An example of the 1-hectare grid

To provide a usable interface on the engine, we took the best of breed everywhere we could: Google Web Toolkit as the overall UI framework; OpenLayers as a mapping component; server-side Java and Tomcat for all the application logic. The summary concept was very similar to OLAP query building, so we stole the ideas for the working of that tab from the SQL Server OLAP query interface.

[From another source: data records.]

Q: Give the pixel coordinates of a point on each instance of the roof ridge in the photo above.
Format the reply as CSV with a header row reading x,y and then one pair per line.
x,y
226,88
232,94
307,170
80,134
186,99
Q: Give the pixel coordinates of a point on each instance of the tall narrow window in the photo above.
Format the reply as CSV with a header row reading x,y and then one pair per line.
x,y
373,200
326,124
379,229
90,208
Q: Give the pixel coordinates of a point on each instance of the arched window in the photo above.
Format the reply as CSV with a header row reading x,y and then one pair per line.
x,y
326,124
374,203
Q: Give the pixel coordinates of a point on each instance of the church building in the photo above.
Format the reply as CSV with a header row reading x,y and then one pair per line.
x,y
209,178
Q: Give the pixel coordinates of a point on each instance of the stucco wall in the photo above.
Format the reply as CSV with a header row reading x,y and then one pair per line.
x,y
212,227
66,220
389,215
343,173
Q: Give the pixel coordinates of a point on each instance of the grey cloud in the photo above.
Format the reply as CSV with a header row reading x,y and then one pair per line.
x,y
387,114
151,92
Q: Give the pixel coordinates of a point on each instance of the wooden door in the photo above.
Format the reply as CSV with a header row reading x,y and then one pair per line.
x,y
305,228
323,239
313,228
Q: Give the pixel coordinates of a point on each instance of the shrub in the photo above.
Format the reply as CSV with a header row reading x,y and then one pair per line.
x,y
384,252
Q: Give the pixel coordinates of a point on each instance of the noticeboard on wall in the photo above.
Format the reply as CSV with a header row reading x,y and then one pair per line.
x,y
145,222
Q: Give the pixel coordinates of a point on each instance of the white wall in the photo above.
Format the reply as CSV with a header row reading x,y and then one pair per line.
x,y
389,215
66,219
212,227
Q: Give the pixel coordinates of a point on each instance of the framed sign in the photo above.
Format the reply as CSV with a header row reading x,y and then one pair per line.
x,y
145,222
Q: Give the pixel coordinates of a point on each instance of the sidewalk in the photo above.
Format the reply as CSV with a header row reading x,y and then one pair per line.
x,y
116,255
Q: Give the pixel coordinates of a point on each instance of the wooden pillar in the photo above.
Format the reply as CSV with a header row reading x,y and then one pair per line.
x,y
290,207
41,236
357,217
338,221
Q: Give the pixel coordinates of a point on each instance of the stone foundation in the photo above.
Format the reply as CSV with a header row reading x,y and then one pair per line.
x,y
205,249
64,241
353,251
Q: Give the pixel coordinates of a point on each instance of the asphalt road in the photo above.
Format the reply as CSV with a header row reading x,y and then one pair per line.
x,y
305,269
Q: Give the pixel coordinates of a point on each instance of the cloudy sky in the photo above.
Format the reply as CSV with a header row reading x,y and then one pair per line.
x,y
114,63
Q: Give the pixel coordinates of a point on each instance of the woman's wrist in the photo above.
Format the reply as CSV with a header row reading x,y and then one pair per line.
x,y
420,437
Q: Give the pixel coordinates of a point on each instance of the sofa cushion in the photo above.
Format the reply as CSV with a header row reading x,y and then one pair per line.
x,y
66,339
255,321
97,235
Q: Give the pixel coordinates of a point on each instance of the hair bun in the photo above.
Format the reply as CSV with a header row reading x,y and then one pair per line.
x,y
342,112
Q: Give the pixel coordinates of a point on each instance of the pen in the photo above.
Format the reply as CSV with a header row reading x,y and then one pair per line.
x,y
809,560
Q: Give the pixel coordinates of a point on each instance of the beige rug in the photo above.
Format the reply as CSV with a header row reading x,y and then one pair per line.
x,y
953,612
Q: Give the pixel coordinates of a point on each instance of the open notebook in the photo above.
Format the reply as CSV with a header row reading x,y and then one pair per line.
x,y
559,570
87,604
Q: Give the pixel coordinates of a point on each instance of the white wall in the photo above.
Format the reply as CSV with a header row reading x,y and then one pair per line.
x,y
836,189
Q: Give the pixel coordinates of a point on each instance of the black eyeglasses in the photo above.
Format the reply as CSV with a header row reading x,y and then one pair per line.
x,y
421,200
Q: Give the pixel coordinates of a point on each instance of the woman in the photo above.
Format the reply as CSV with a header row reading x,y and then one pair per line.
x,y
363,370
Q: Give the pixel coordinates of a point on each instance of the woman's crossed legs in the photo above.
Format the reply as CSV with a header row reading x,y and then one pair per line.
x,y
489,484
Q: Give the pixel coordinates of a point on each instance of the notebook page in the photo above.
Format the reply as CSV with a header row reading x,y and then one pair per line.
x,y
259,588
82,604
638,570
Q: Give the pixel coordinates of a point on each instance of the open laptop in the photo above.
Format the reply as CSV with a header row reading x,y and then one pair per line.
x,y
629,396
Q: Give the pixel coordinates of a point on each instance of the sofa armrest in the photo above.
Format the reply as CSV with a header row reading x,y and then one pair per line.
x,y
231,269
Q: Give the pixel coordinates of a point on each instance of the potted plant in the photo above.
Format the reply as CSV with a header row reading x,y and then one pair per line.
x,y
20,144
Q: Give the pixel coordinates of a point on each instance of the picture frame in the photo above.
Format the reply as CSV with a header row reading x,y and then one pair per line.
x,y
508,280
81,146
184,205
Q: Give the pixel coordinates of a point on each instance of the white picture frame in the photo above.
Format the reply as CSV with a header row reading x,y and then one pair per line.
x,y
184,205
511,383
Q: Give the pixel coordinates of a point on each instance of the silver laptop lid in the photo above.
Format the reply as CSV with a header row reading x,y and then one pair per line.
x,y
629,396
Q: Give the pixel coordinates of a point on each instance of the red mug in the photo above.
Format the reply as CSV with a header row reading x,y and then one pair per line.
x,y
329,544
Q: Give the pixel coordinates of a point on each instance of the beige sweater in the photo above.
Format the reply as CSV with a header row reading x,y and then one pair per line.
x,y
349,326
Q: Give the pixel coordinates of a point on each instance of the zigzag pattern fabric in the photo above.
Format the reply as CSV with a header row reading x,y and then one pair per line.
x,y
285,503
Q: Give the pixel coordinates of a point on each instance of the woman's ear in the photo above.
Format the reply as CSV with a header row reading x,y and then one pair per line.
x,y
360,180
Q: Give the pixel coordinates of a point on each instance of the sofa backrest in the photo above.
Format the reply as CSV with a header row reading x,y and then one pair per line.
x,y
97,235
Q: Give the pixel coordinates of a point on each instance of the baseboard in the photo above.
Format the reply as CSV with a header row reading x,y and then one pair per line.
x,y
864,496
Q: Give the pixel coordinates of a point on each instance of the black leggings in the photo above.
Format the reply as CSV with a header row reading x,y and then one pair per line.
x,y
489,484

The final result is Hectares BC, which is one of the cooler things I have been involved in, going from a coffee shop “wouldn’t this be useful” discussion to a prototype, to a funding proposal, to the completed pilot in about 24 months.

From 0 to 65 Million in 2 Hours

I’m doing some performance benchmarking for a client this week, so getting a big, real test database is a priority. The USGS TIGER data is one of the largest uniform data sets around, so I’ve started with that.

I just loaded all the edges, 64,830,691 of them, and it took just under 2 hours! Fortunately, the 2007 data comes in shape files, and the schemas are identical for each file, so the load script is as simple as this controller:

find . -name "fe*_edges.zip" -exec ./append_edges.sh {} ';'

And this runner (append_edges.sh):

unzip $1
shp2pgsql -W WINDOWS-1252 -D -a -s 4269 \`basename $1 .zip\`.shp fe_edges | psql tiger
rm fe*edges.*

Note the use of the -W parameter, to ensure that the high-bit “charàctérs “ are handled correctly, and the -a parameter, to append the file contents to the table.